「我也是這麼想。」
「老宋,我倆共事多年了,你要是信得過我呢,你就按上級的要求報,把案結了。再按你的思路搞。不過兩面派要做得漂亮。在事情沒有眉目之前,不要聲張,如果真是捅了馬蜂窩,我倆可就死無葬身之地了,你怕嗎?」
「怕——嘿,你老兄我怕過誰啊,我只怕頭頂的國徽給沾了灰。你知道不,我是兒子的偶像,我那小子在作文裡可把我吹得跟那個佐羅一樣,橫掃黑暗,懲惡揚善。」說著,模仿電影裡佐羅騎馬揚鞭的樣子,手舞足蹈起來。
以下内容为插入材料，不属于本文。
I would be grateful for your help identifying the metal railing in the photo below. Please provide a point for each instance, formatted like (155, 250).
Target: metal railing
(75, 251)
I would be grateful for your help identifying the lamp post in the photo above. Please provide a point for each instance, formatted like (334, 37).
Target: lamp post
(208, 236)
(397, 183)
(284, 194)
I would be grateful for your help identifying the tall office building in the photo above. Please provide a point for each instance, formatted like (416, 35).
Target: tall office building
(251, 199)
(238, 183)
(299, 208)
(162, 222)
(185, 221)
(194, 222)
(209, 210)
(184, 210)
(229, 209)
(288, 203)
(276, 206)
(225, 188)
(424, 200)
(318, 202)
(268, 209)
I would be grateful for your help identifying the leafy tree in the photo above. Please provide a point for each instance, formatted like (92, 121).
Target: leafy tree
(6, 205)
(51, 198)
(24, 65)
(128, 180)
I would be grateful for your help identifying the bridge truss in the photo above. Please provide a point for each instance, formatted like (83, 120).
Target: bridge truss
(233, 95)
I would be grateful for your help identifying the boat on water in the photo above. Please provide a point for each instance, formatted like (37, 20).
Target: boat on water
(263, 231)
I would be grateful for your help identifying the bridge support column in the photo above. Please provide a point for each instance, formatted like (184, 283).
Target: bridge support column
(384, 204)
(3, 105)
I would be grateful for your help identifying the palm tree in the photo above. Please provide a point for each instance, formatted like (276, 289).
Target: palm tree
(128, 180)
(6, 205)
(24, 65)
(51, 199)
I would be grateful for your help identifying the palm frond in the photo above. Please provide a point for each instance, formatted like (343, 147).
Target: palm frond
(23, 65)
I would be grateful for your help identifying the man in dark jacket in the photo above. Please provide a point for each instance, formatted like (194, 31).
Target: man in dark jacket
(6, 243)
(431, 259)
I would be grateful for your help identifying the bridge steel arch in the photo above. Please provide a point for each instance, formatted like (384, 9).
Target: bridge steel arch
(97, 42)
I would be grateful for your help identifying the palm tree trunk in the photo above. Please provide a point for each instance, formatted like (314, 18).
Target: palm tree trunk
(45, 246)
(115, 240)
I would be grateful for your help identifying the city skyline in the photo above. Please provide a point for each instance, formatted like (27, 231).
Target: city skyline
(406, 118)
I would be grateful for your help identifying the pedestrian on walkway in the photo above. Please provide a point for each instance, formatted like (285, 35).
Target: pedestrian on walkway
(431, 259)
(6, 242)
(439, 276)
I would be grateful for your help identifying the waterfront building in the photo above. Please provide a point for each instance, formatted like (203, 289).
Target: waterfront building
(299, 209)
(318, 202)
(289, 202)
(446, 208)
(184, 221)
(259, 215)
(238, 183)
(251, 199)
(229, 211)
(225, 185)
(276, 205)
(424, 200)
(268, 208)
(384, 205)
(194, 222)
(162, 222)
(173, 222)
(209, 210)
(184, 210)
星期一上班後,像往常一樣,紀東春走到傳達室取走前兩天的報紙。
「紀大姐,紀行長是不是又出差了?我好幾天都沒見他了。」門衛吳大爺詢問著。
「去北京開會了,還要幾天才回來呢。」紀東春一邊翻看著報紙答著腔。
「這兒有封他的信,放了幾天了,你轉給他吧。」
「你給行長辦公室的人,他們會給他的。」
「你還不知道,紀行長是交代過的,凡是寫他本人親收的信件都不讓辦公室轉,要我交到他手裡。這麼多年都是這樣的。」
「那好吧,我一定親自交給他。謝了呵,吳大爺。」
紀東春接過信順手放在報紙上,上樓到自己辦公室。看了一會兒報紙,想著父親出差幾天了,今天中午去媽那裡看看,她拿起信放進了挎包。劉站長進來,讓她去八樓會議室參加行裡的金融監管會議,說是有重要精神要傳達,省人民銀行近期的監管工作是要針對目前大量的銀行資產被逃廢,懸空的案例大幅增加,要求記者站協助進行專項調研,已決定讓她負責配合省人行監管部門完成此項任務。剛分來的實習記者小揚作為她的助手也參加這次全省規模的調研課題任務。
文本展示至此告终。